Archive for April 15th, 2009
I know that meatloaf can be stuffed so I wanted to come up with a recipe that was uniquely my own. It did not turn out quite as expected as the top split open exposing the stuffing… so next time maybe it would be best to just leave the stuffing open and not cover with the meat. But it was still very very good!
We ate a bit late tonight as we drove to the airport late this afternoon to pickup tickets for a weekend trip to New York City planned for the first part of June. The tickets were free travel vouchers from an airline error last year and only good for 1 year so we did not want them to go to waste
- 2 lb ground beef
- 1/2 onion, finely minced
- 1 egg
- 1 C bread crumps
- 1 tsp salt
- 1 tsp pepper
- 1 egg for eggwash
- 1 1/2 C mashed potatoes
- 1/2 C sauteed onions
- 1 tsp Lawry’s Seasoning salt
- 1/2 C shredded cheddar cheese
- 1/2 C frozen peas
Add all ingredients for the meatloaf in a large bowl and work with hands until well mixed.
To warm mashed potatoes (or warmed leftover potatoes) add the stuffing ingredients and blend.
Shape the uncooked meat loaf in a large cake pan or casserole dish with your hands into a hollowed out “football stadium” shape.

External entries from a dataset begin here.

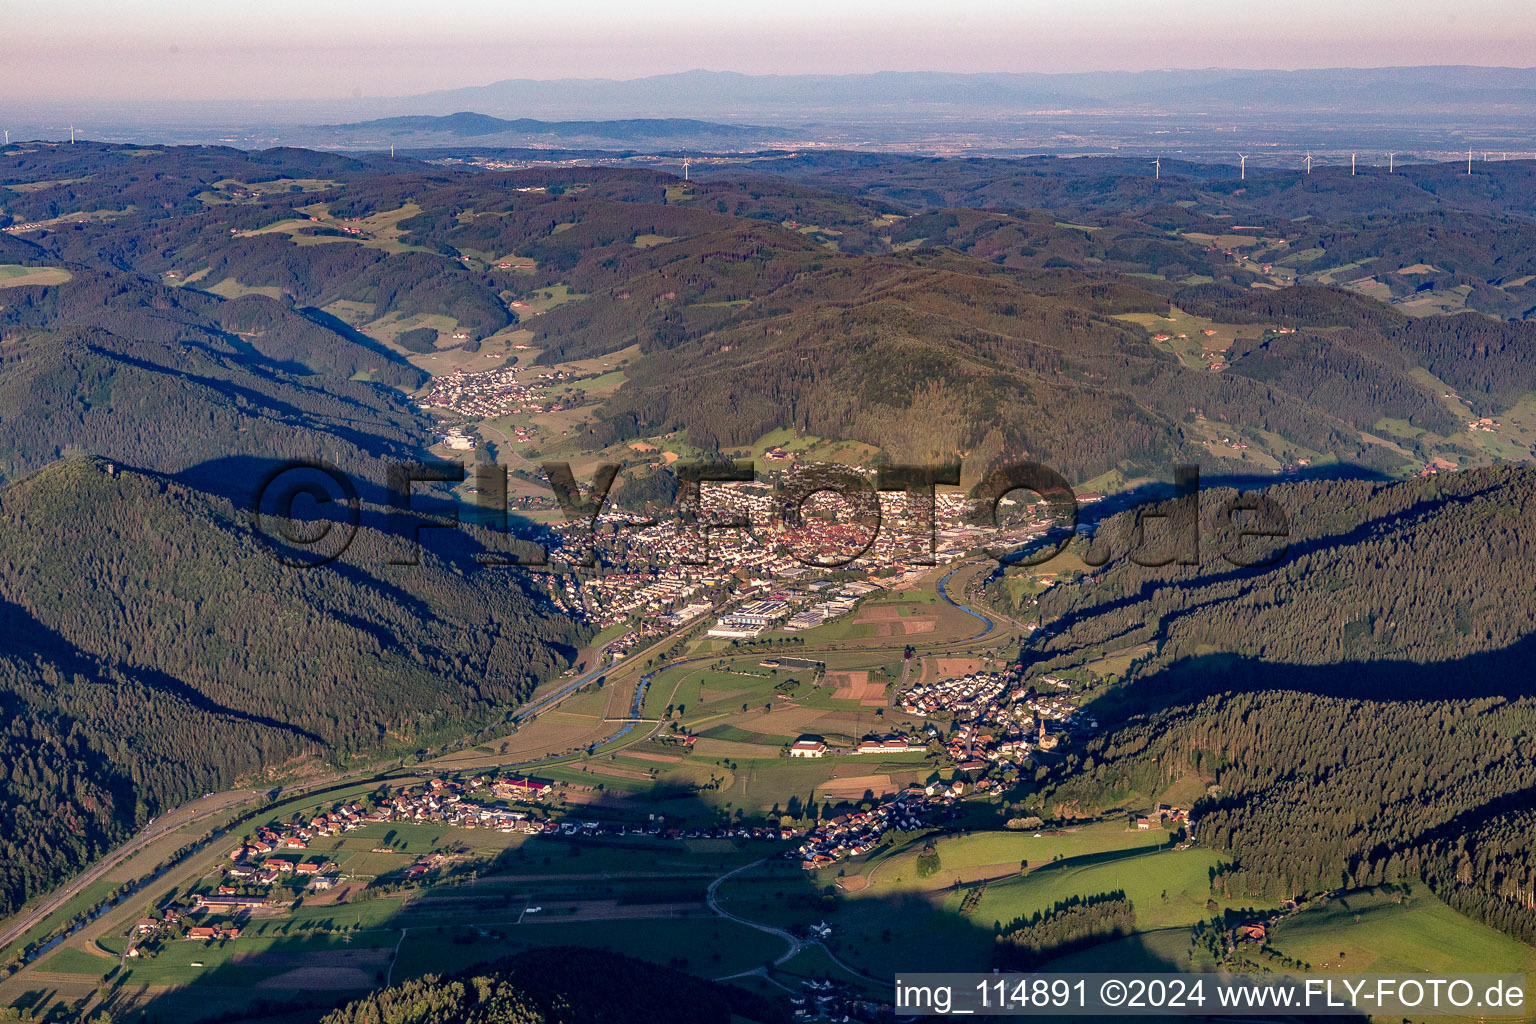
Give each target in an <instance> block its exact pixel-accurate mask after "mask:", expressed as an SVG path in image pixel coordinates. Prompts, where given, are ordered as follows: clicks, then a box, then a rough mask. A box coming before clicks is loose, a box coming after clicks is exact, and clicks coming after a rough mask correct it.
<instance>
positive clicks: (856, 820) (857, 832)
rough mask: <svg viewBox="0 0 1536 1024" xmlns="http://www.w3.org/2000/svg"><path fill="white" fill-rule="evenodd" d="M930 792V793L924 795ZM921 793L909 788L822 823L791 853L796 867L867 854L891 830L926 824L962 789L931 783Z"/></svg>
mask: <svg viewBox="0 0 1536 1024" xmlns="http://www.w3.org/2000/svg"><path fill="white" fill-rule="evenodd" d="M928 791H932V792H928ZM928 791H925V789H923V788H920V786H917V785H915V783H914V785H912V788H911V789H906V791H903V792H900V794H897V795H894V797H891V798H888V800H885V801H882V803H880V804H879V806H876V808H871V809H869V811H851V812H848V814H840V815H837V817H836V818H833V820H829V821H822V823H820V824H817V826H816V827H814V829H811V831H809V832H806V834H805V837H803V838H802V841H800V844H799V846H797V847H796V849H794V854H796V855H799V858H800V867H803V869H805V870H816V869H817V867H826V866H828V864H833V863H836V861H839V860H842V858H845V857H859V855H860V854H868V852H869V851H872V849H874V847H876V843H879V841H880V837H882V835H885V834H886V832H889V831H891V829H899V831H912V829H920V827H923V826H925V824H929V823H931V821H932V818H934V817H935V815H937V814H938V812H942V811H943V809H945V808H949V806H951V804H954V803H955V801H957V800H958V798H960V792H958V791H963V785H962V786H951V785H948V783H945V785H940V783H934V785H932V786H929V788H928Z"/></svg>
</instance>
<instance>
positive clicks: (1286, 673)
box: [1083, 633, 1536, 731]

Fill with the potato mixture, bring up the sides of the meat and close the top seam and then the ends so the meat completely seals the stuffing – or leave open.
Bake 375º for 75 minutes or until browned and juices run clear.

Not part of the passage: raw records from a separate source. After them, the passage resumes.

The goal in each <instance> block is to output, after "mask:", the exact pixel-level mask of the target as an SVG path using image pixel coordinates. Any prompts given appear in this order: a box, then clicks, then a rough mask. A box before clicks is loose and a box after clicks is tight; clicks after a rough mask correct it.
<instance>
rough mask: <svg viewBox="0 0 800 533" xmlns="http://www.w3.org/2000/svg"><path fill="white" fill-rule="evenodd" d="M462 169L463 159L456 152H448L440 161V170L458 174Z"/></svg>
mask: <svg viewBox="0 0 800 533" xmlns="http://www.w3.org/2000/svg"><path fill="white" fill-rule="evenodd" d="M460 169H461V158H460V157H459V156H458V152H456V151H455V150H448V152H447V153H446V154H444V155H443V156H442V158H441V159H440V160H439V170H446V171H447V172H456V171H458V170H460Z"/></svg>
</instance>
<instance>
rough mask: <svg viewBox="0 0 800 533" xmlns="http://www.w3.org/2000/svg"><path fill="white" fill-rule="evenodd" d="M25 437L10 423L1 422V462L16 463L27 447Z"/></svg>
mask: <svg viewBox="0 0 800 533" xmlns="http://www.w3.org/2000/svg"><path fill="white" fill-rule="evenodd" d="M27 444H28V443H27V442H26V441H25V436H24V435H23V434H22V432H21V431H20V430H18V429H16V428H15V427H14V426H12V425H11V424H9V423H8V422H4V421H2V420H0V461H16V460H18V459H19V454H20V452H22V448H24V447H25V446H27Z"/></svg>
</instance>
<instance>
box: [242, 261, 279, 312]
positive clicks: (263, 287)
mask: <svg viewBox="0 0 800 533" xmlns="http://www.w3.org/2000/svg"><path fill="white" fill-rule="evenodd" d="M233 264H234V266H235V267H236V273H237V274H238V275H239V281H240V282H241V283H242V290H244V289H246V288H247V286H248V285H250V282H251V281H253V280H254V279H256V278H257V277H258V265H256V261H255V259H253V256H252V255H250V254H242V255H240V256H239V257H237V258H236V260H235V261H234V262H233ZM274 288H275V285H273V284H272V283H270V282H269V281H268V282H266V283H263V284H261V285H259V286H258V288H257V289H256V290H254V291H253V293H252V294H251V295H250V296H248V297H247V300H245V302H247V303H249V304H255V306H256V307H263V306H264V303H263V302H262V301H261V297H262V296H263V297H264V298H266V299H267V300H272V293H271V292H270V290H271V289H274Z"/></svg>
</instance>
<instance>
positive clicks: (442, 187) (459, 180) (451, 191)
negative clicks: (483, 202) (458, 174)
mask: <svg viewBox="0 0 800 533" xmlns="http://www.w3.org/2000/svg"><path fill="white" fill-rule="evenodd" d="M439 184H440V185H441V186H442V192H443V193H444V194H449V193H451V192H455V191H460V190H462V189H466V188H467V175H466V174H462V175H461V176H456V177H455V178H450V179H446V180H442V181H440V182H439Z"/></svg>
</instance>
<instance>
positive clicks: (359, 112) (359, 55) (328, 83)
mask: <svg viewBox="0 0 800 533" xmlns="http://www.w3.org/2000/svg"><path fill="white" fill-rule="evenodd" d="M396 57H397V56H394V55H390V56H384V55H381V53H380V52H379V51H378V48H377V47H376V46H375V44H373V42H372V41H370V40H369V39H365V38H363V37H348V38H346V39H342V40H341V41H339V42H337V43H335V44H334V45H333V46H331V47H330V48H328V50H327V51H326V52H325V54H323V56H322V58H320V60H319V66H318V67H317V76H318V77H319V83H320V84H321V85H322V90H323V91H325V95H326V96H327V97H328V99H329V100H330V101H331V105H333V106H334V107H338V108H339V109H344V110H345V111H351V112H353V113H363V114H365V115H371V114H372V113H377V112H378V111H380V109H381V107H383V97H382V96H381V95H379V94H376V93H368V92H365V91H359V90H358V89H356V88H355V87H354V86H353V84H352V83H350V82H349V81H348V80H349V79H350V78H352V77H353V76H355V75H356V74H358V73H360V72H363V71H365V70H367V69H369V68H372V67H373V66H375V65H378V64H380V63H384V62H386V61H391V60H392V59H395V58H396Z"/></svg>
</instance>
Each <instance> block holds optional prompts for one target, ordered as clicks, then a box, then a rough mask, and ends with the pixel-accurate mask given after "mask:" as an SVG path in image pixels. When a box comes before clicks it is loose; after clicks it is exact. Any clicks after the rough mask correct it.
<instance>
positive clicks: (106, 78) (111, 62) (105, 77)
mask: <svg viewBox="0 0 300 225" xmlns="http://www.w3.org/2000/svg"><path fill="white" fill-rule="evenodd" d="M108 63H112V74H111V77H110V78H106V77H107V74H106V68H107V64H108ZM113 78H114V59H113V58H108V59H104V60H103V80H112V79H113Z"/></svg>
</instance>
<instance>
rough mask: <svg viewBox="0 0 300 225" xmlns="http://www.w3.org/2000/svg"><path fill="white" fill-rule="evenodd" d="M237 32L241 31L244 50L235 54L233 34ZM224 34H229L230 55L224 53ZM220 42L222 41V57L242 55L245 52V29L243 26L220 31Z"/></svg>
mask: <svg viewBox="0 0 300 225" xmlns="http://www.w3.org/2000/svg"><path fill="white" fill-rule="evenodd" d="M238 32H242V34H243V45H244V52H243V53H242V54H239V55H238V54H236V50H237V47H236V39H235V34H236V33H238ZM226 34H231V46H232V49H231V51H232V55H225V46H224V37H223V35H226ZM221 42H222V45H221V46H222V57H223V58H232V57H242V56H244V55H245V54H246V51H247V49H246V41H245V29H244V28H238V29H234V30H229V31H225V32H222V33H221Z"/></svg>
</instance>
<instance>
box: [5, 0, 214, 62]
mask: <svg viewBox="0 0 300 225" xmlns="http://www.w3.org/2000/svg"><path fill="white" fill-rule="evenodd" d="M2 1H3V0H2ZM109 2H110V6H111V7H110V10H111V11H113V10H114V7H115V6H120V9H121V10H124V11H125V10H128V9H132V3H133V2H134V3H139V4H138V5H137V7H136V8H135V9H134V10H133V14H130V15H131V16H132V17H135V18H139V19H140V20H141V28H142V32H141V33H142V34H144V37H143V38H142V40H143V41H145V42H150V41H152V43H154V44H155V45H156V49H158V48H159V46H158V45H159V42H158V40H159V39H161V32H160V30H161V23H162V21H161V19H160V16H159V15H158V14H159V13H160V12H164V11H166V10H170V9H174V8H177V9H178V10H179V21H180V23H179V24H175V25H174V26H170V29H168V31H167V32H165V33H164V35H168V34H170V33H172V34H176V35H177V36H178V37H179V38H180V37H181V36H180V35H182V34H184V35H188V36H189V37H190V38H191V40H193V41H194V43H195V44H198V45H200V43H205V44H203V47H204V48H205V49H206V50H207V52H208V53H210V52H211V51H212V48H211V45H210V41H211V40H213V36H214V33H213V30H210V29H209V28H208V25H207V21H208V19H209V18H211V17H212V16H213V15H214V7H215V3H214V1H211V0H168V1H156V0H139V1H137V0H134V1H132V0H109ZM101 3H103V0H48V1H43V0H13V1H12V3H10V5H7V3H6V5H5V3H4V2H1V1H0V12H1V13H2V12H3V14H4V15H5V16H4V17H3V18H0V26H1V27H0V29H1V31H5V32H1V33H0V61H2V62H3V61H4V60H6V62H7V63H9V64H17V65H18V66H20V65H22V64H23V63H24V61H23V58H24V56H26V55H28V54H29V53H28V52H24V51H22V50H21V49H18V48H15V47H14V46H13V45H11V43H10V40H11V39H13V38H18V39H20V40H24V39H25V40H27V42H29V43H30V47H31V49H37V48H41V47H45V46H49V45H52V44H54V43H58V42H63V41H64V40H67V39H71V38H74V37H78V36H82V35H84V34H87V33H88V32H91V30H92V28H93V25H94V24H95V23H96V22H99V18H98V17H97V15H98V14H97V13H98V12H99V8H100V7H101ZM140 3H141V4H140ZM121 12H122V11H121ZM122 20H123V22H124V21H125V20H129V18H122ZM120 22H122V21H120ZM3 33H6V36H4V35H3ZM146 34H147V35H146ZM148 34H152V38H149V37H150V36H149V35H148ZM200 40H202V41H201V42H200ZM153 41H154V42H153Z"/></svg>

Sauteed onions and seasoning salt
Peas and shredded cheese for stuffing
Hollow out meatloaf into a football stadium shape
Place potato stuffing in the meatloaf and seal
Brush meatloaf with beaten egg on top and sides
Bake meatloaf for 75 minutes at 375º
Fried apples with dark syrup and cinnamon
The meatloaf split while baking but was still mighty good!